A quoi aurait abouti l'anéantissement des substitutions, si le substitué conservait une action utile pour se faire restituer la chose ou le prix ?

N'importe l'acte dans lequel se trouve un fidéicommis la loi du 25 octobre enveloppe indistinctement toutes les substitutions; d'ailleurs, ce n'est que par là qu'elle arrive à son but.

Sur cela, l'article 20 du décret du 9 fructidor an II, dissipe jusqu'à la moindre incertitude.

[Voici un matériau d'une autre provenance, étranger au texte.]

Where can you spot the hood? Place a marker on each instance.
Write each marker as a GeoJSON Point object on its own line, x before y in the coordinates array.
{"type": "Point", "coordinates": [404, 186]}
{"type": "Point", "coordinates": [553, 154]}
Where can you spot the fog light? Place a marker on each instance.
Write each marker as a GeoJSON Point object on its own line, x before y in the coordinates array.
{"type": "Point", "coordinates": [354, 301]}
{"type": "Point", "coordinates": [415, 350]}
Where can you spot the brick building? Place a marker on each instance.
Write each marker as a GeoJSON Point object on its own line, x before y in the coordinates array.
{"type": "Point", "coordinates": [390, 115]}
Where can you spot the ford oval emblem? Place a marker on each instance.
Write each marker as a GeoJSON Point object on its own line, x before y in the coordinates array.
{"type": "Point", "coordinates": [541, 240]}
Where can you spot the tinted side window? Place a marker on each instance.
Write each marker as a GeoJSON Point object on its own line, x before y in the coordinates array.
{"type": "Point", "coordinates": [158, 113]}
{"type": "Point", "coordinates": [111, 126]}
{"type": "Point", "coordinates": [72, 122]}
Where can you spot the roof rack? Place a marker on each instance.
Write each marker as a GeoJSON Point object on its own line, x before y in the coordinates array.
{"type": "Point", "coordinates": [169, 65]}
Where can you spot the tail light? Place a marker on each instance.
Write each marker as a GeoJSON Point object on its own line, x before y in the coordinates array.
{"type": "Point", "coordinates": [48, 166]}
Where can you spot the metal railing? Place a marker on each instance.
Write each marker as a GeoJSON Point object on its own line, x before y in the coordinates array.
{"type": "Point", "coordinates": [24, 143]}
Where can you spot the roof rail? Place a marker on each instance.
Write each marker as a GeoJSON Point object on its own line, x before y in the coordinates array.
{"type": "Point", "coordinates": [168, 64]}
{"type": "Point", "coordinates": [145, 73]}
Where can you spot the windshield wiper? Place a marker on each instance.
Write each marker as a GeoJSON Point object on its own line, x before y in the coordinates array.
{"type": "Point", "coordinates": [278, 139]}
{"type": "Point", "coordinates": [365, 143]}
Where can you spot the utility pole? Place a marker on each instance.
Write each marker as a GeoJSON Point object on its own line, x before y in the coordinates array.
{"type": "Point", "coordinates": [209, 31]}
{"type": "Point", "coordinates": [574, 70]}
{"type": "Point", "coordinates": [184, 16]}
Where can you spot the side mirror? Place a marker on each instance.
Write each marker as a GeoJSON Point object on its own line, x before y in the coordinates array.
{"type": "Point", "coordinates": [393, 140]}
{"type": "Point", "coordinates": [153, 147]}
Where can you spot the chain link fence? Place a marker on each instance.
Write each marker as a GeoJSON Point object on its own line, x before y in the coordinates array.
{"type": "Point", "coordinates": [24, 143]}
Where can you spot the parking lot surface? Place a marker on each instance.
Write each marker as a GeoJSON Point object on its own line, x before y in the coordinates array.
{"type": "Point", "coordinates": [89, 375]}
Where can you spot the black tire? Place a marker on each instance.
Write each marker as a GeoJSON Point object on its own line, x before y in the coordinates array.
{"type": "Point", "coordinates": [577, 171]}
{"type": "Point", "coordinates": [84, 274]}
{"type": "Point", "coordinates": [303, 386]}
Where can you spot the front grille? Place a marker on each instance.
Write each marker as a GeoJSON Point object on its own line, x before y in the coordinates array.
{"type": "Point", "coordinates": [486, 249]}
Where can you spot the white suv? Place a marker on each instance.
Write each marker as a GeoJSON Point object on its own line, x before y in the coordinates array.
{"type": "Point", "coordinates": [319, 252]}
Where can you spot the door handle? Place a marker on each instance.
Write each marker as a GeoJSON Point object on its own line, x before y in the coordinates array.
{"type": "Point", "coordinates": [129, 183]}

Supposerait-on que la loi du 25 octobre et 14 novembre n'est pas applicable, parce qu'elle n'a de rapport qu'entre le grevé et le substitué, et que, dans le cas particulier, il n'existait plus de charge, parce que le donataire avait rétabli la donatrice dans ses droits à son égard?

Pure sophisme.

Les biens compris dans la donation du 9 mai, ont repassé dans le domaine de la donatrice, tant par la séparation, que par la révocation.

Or, il n'y a pas de milieu; ou elle est rentrée dans le domaine avec le droit absolu d'en disposer, ou elle ne l'a recouvré qu'à la condition de le conserver pour les enfans à naître d'un futur mariage de M. Prud'homme d'Ailly.

Tome I, N.° 8.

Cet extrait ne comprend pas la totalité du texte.